Trova do vento que passa

Pergunto ao vento que passa
notícias do meu país
e o vento cala a desgraça
o vento nada me diz.

Pergunto aos rios que levam
tanto sonho à flor das águas
e os rios não me sossegam
levam sonhos deixam mágoas.

Levam sonhos deixam mágoas
ai rios do meu país
minha pátria à flor das águas
para onde vais?
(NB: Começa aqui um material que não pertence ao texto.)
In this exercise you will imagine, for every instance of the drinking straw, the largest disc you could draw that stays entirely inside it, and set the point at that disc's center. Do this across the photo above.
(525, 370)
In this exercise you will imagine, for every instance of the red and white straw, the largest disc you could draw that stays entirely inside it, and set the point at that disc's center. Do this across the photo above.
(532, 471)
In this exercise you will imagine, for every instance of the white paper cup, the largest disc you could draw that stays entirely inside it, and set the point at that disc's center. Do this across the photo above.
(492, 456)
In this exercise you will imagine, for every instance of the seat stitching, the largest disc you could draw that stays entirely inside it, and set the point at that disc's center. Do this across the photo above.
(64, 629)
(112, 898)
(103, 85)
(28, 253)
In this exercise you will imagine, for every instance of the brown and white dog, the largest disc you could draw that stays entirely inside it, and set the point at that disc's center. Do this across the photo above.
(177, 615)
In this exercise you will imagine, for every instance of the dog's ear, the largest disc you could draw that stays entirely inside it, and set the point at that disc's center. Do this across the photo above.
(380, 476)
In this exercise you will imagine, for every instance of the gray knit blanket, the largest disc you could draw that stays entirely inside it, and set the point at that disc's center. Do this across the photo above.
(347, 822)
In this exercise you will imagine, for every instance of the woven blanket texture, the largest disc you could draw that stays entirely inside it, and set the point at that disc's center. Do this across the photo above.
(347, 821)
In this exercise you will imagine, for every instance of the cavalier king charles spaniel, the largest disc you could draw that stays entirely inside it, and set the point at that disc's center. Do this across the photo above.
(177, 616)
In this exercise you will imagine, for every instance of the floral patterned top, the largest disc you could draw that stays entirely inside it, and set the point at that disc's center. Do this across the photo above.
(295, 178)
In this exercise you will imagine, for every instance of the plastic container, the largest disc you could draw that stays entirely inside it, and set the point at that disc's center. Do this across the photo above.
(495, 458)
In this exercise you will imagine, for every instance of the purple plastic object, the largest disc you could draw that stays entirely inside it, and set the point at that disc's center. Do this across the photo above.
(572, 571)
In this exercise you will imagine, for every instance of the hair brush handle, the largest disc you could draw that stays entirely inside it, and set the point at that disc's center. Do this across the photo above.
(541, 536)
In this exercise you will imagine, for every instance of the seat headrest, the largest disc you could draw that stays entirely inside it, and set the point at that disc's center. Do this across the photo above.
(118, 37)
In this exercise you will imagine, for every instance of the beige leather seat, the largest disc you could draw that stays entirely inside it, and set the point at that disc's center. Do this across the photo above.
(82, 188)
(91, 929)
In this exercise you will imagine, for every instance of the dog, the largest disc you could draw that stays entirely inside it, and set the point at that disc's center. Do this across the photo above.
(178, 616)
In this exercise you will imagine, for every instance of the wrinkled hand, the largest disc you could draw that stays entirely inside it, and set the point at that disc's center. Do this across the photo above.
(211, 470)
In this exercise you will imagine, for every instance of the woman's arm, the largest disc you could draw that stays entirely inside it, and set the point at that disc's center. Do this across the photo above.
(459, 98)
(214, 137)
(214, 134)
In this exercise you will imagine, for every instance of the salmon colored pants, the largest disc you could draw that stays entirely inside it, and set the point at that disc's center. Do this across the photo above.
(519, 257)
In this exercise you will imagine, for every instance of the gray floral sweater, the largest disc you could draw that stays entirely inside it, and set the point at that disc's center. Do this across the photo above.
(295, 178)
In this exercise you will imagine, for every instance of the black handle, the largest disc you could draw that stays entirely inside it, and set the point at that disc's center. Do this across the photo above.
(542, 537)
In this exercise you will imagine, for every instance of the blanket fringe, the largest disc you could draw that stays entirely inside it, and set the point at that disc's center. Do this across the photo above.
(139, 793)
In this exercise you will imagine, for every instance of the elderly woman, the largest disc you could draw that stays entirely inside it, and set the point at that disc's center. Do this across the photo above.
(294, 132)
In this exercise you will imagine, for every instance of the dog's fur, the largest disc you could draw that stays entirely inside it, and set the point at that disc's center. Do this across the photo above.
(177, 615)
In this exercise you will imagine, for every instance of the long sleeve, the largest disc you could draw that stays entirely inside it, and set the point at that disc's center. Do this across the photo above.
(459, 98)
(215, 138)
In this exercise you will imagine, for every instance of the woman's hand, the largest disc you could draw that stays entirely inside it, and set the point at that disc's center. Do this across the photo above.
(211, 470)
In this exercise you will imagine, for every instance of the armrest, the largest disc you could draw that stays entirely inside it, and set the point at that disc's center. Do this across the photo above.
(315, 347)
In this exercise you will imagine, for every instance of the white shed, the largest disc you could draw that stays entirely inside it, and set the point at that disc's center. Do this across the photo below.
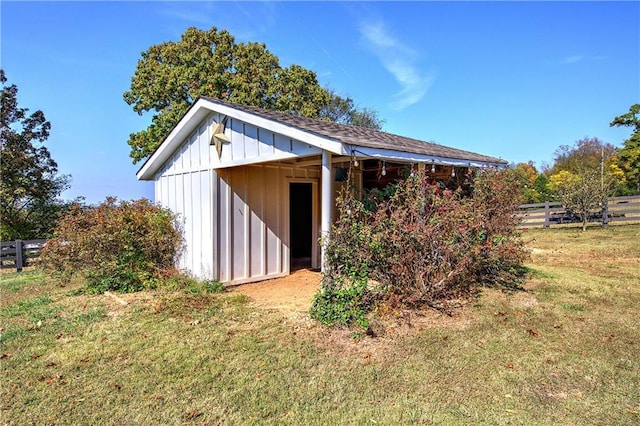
(255, 189)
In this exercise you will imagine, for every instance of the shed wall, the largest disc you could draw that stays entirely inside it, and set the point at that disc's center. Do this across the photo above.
(235, 220)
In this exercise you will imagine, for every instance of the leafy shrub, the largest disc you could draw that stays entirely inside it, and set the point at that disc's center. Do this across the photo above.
(120, 246)
(337, 305)
(425, 245)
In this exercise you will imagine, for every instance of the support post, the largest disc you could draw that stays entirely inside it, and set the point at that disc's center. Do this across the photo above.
(547, 214)
(325, 205)
(19, 258)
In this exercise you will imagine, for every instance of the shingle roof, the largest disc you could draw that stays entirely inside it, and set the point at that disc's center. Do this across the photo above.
(361, 136)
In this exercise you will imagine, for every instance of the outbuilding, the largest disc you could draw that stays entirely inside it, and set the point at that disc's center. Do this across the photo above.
(255, 189)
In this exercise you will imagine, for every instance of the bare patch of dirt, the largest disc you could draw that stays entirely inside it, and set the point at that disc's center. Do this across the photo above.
(291, 295)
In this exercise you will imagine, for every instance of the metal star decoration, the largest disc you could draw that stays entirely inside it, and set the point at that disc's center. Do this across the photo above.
(219, 138)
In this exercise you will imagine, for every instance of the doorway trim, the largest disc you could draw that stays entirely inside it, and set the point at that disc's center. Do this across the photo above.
(315, 220)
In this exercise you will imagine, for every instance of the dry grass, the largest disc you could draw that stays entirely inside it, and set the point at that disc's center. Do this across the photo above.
(565, 350)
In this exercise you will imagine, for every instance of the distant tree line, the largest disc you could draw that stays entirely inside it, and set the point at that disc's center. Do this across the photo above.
(590, 165)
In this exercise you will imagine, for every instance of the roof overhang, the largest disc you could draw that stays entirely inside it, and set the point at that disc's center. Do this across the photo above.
(409, 157)
(204, 107)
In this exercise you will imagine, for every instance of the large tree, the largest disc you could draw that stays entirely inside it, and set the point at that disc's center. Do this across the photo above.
(586, 153)
(629, 154)
(584, 175)
(172, 75)
(342, 110)
(29, 184)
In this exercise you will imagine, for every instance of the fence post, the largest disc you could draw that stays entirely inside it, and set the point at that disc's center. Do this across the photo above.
(19, 255)
(547, 214)
(605, 213)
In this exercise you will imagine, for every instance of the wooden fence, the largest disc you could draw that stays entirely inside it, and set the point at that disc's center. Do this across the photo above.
(549, 214)
(18, 254)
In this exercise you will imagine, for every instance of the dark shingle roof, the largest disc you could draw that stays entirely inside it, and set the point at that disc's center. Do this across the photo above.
(361, 136)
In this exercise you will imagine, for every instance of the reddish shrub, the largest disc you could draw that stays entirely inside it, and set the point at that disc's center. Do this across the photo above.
(121, 246)
(426, 245)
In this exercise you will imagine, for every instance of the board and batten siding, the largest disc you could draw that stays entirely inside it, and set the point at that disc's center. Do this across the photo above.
(235, 219)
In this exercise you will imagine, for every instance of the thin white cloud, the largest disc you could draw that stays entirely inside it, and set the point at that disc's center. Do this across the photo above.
(572, 59)
(399, 60)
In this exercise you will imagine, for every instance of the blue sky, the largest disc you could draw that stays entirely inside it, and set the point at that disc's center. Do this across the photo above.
(509, 79)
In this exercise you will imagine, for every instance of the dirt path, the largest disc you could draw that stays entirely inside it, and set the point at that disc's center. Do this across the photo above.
(291, 294)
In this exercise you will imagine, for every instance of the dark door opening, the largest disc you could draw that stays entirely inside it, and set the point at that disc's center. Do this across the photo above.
(300, 224)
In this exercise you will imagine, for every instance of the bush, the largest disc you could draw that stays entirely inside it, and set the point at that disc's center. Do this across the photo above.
(423, 244)
(124, 247)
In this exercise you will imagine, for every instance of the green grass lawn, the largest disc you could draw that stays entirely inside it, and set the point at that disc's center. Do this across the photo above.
(564, 350)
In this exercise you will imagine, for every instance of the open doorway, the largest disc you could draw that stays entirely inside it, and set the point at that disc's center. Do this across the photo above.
(301, 224)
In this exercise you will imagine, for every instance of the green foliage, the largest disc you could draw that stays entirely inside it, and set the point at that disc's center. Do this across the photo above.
(172, 75)
(30, 183)
(123, 247)
(583, 193)
(586, 153)
(343, 306)
(421, 245)
(629, 154)
(532, 184)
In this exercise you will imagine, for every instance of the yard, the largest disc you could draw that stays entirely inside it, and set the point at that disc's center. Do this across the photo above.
(564, 350)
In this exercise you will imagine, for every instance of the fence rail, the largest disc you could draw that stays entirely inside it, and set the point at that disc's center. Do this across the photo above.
(549, 214)
(19, 253)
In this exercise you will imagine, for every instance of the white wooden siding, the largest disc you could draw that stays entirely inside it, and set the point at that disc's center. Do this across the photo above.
(235, 219)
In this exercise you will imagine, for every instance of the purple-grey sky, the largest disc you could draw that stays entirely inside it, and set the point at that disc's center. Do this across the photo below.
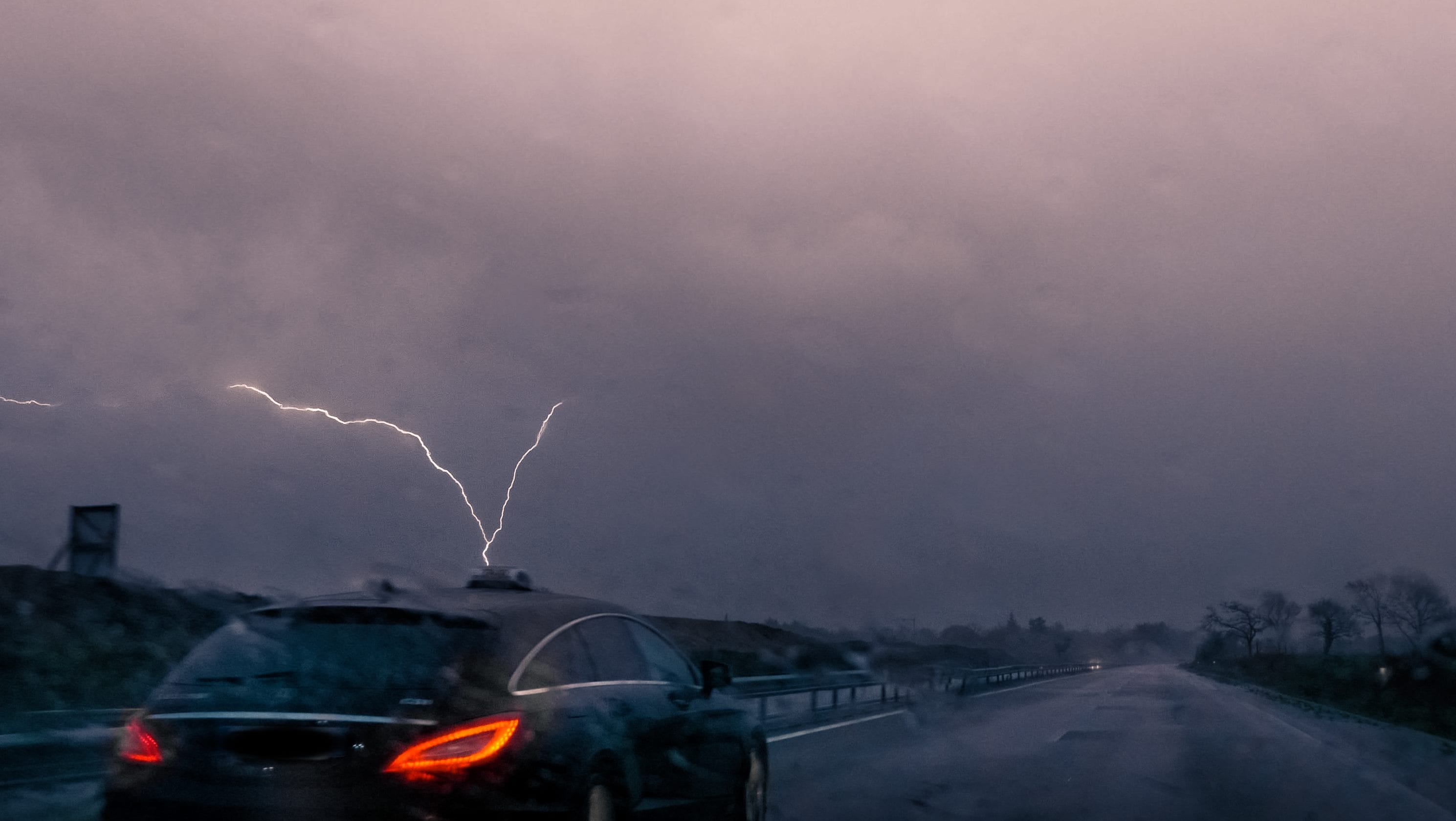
(860, 311)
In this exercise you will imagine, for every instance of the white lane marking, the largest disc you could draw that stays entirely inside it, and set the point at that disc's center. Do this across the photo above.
(1018, 688)
(787, 735)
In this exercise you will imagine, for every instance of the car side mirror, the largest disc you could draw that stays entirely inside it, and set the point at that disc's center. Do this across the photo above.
(715, 676)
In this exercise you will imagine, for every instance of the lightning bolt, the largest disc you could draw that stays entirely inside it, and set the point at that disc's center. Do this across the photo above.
(27, 402)
(414, 436)
(511, 487)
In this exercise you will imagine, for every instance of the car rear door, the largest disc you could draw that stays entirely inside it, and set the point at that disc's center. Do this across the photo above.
(701, 743)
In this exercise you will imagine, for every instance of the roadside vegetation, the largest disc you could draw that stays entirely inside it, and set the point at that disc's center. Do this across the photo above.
(1384, 647)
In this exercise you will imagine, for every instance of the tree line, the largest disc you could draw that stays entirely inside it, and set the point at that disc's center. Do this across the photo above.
(1407, 604)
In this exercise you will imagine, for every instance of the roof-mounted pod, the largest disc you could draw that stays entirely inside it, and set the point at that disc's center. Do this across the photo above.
(500, 578)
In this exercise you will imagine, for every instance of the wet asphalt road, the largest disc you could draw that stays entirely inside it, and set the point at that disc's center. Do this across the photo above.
(1152, 743)
(1141, 743)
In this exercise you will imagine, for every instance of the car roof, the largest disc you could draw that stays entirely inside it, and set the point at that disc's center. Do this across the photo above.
(522, 618)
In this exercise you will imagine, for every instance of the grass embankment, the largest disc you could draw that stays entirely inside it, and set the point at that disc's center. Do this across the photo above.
(78, 643)
(1407, 692)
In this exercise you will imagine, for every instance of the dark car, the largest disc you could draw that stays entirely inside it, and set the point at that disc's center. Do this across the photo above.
(490, 701)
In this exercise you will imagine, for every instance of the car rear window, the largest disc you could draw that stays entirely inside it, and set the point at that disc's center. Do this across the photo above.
(337, 659)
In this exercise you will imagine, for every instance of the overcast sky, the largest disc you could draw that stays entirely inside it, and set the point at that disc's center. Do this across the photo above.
(1098, 311)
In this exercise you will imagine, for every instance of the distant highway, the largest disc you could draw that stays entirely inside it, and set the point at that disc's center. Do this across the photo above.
(1123, 744)
(1138, 743)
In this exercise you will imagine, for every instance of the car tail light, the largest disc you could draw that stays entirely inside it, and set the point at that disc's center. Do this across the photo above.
(139, 746)
(458, 749)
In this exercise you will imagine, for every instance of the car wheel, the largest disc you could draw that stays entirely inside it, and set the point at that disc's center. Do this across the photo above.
(753, 794)
(599, 802)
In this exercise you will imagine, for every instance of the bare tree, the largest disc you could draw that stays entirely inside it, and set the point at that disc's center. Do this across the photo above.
(1242, 621)
(1333, 622)
(1416, 603)
(1372, 604)
(1279, 616)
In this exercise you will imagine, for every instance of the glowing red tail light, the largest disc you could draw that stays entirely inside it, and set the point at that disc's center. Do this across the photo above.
(139, 746)
(458, 747)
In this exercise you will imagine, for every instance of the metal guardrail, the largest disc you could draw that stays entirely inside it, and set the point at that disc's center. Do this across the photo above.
(961, 679)
(793, 701)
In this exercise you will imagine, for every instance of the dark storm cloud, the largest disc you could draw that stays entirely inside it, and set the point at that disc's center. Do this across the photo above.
(860, 311)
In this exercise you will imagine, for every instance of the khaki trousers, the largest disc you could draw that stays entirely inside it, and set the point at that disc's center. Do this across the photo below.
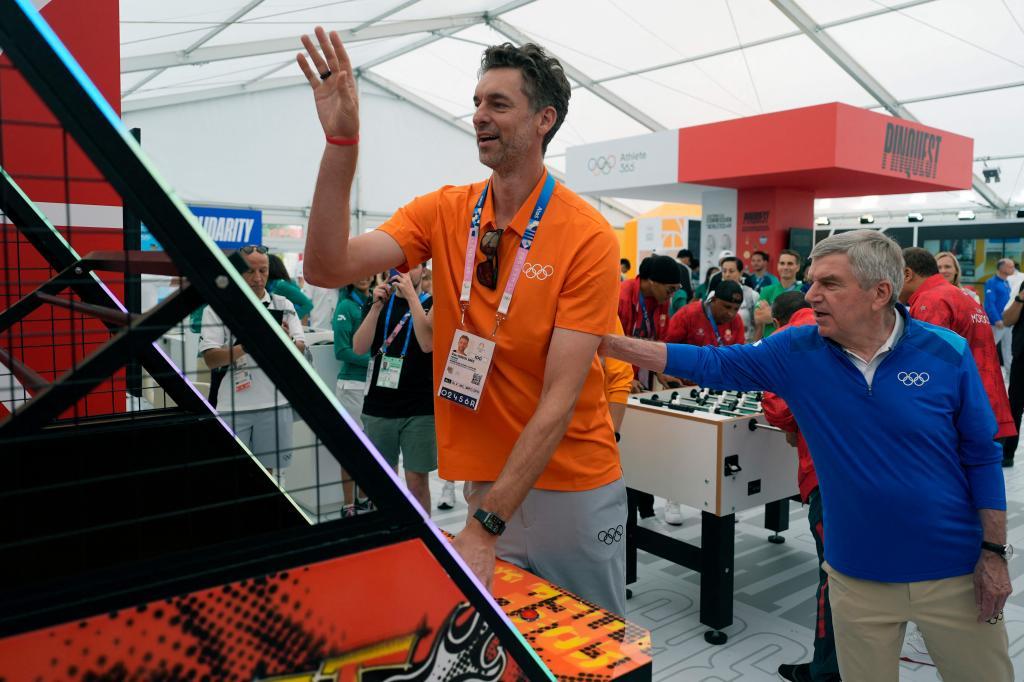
(869, 619)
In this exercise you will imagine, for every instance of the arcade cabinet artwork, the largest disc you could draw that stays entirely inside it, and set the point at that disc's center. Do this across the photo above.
(147, 542)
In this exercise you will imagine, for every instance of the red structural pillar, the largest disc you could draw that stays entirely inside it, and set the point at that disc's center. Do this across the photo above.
(56, 175)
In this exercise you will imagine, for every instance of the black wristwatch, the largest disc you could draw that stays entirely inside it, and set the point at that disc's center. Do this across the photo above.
(1006, 551)
(492, 522)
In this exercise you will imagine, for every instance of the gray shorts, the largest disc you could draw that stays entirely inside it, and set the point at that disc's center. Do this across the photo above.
(350, 396)
(573, 540)
(414, 437)
(267, 434)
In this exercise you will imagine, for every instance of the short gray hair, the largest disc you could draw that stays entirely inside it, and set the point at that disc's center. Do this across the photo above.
(873, 257)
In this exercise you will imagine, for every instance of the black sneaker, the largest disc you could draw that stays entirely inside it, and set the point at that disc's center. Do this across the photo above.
(801, 673)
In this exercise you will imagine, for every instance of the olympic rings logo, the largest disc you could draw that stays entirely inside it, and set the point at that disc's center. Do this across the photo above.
(538, 271)
(611, 535)
(912, 378)
(601, 165)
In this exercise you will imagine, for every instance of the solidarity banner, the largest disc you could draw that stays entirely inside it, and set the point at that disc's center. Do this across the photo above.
(230, 228)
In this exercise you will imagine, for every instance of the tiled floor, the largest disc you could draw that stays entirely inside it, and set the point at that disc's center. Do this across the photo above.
(774, 598)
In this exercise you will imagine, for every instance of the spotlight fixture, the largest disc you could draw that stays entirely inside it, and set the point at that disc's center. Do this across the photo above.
(990, 174)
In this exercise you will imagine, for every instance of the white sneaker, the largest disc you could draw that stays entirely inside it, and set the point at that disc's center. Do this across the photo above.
(446, 500)
(673, 514)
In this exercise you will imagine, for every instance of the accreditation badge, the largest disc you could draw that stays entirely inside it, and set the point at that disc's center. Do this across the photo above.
(389, 373)
(466, 370)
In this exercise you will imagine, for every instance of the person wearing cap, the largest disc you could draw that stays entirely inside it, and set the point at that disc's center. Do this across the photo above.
(643, 311)
(685, 259)
(759, 276)
(709, 323)
(643, 301)
(732, 269)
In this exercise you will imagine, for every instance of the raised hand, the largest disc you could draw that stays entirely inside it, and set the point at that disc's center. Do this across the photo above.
(381, 293)
(331, 78)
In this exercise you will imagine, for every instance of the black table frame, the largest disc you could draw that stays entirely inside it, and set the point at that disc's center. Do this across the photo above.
(714, 559)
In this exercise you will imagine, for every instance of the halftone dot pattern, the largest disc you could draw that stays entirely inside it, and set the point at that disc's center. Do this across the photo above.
(358, 614)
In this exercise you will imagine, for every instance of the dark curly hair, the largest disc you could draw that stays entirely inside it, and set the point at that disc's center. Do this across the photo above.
(544, 79)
Ninguém diz.

Se o verde trevo desfolhas
pede notícias e diz
ao trevo de quatro folhas
que morro por meu país.

Pergunto à gente que passa
por que vai de olhos no chão.
Silêncio -- é tudo o que tem
quem vive na servidão.

Vi florir os verdes ramos
direitos e ao céu voltados.
E a quem gosta de ter amos
vi sempre os ombros curvados.

E o vento não me diz nada
ninguém diz nada de novo.
Vi minha pátria pregada
nos braços em cruz do povo.

Vi minha pátria na margem
dos rios que vão pró mar
como quem ama a viagem
mas tem sempre de ficar.

Vi navios a partir
(minha pátria à flor das águas)
vi minha pátria florir
(verdes folhas verdes mágoas).

Há quem te queira ignorada
e fale pátria em teu nome.
Eu vi-te crucificada
nos braços negros da fome.

E o vento não me diz nada
só o silêncio persiste.
Vi minha pátria parada
à beira de um rio triste.

Ninguém diz nada de novo
se notícias vou pedindo
nas mãos vazias do povo
vi minha pátria florindo.

E a noite cresce por dentro
dos homens do meu país.
Peço notícias ao vento
e o vento nada me diz.

Quatro folhas tem o trevo
liberdade quatro sílabas.
Não sabem ler é verdade
aqueles pra quem eu escrevo.

Mas há sempre uma candeia
dentro da própria desgraça
há sempre alguém que semeia
canções no vento que passa.

Mesmo na noite mais triste
em tempo de servidão
há sempre alguém que resiste
há sempre alguém que diz não.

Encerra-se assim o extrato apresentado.